Peachment's imagined Caravaggio, while still a child, overhears his parents discussing one of his sketches, and realizes he has a talent that sets him apart from the world. He leaves family and home forever to map out a solitary traveler's life. Caravaggio became a revolutionary of his time, a rebellious and dangerous man to know, a man governed by his genius, his indiscriminate sexual appetite, and his murderous rage. He was sought far and wide in the late Renaissance world for his art, and there was a price on his head for at least one murder. This is Caravaggio's confession, told in humorous, blasphemous, often brutal prose, which cleverly beguiles the reader into understanding the art that was so celebrated and the life that caused so much outrage.

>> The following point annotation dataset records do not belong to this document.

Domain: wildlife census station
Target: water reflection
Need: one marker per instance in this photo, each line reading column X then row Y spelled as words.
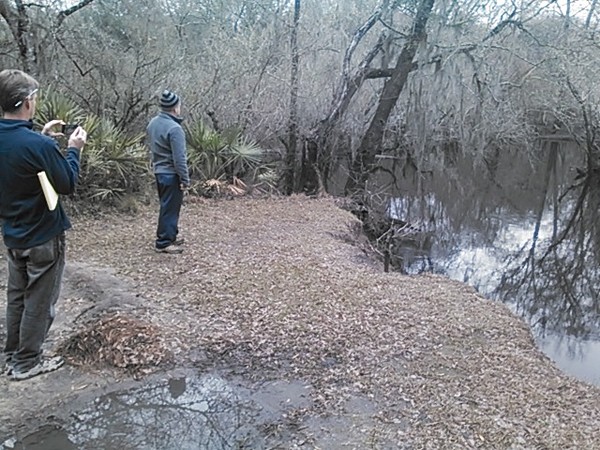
column 528, row 235
column 182, row 414
column 206, row 412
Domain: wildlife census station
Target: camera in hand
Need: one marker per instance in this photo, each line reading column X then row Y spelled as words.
column 68, row 128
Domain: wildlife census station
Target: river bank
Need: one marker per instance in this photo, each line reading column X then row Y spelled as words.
column 282, row 290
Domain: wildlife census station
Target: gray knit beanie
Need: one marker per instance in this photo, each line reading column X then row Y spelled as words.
column 168, row 99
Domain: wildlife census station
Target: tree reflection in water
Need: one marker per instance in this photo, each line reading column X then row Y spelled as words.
column 525, row 233
column 200, row 413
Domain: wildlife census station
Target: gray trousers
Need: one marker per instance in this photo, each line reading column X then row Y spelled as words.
column 34, row 280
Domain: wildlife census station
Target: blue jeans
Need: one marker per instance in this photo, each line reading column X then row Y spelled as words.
column 34, row 280
column 171, row 198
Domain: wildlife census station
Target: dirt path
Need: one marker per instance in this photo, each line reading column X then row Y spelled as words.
column 278, row 290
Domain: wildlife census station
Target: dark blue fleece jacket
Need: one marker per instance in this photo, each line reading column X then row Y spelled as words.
column 26, row 220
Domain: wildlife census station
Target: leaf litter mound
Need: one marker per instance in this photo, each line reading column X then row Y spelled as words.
column 117, row 341
column 281, row 289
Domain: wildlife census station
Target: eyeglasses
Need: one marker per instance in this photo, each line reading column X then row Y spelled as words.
column 20, row 102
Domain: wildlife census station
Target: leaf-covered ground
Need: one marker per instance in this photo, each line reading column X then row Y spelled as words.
column 281, row 289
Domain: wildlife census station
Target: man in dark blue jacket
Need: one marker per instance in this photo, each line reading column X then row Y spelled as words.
column 166, row 140
column 33, row 234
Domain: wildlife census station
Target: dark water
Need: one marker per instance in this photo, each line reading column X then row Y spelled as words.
column 188, row 413
column 521, row 230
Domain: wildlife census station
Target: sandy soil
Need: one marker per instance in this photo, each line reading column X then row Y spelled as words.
column 282, row 289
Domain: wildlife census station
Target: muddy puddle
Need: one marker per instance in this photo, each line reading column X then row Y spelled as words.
column 205, row 412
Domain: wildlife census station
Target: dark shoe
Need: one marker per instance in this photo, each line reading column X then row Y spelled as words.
column 44, row 366
column 170, row 249
column 6, row 370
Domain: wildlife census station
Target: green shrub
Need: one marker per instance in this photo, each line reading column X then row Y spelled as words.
column 113, row 164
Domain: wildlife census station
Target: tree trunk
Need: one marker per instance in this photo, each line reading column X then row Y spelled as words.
column 291, row 157
column 363, row 163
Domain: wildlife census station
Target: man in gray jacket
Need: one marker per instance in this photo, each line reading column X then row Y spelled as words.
column 166, row 140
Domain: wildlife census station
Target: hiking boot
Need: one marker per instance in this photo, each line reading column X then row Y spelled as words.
column 171, row 249
column 44, row 366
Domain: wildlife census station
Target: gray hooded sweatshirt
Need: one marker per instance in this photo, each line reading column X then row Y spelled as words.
column 166, row 140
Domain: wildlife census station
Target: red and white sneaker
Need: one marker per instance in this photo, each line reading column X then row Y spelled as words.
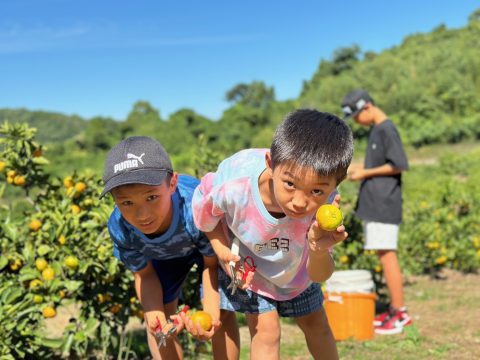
column 380, row 318
column 394, row 324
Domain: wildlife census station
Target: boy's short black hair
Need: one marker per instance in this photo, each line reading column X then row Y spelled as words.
column 317, row 140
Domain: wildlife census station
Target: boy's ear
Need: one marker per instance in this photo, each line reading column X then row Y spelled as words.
column 268, row 162
column 173, row 182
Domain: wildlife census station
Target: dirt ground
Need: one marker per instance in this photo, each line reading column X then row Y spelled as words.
column 446, row 313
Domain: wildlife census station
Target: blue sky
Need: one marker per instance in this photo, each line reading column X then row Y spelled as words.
column 96, row 58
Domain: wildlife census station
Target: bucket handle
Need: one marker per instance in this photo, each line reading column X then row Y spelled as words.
column 335, row 298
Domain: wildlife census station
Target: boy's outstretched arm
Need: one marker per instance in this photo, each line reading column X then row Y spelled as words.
column 320, row 264
column 360, row 173
column 150, row 293
column 221, row 246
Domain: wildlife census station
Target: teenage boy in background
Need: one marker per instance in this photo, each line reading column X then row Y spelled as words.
column 379, row 202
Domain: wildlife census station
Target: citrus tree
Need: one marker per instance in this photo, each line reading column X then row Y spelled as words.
column 54, row 252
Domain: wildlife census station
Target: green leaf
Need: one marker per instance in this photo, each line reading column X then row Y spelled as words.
column 51, row 343
column 10, row 231
column 27, row 274
column 72, row 285
column 10, row 295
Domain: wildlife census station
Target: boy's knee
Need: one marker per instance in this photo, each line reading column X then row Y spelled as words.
column 315, row 321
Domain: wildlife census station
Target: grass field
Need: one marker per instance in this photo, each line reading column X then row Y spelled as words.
column 446, row 325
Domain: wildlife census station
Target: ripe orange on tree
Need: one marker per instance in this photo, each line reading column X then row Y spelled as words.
column 68, row 182
column 80, row 187
column 71, row 262
column 203, row 318
column 19, row 180
column 37, row 153
column 76, row 209
column 15, row 264
column 48, row 274
column 329, row 217
column 41, row 264
column 35, row 225
column 49, row 312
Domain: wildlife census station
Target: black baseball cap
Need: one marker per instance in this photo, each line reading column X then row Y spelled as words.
column 136, row 160
column 354, row 102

Peachment's Caravaggio is a gripping story of one man's determination to grapple with the truth as he journeys through Rome, Naples, Malta, and Sicily, encounters lovers and enemies, endures madness, exile, and imprisonment, and faces a final showdown with the Vatican Secret Service. His account is poignant and spirited. It is an adventurous and thoroughly enthralling insight into the mind of a creative genius and the violent world that inspired his paintings.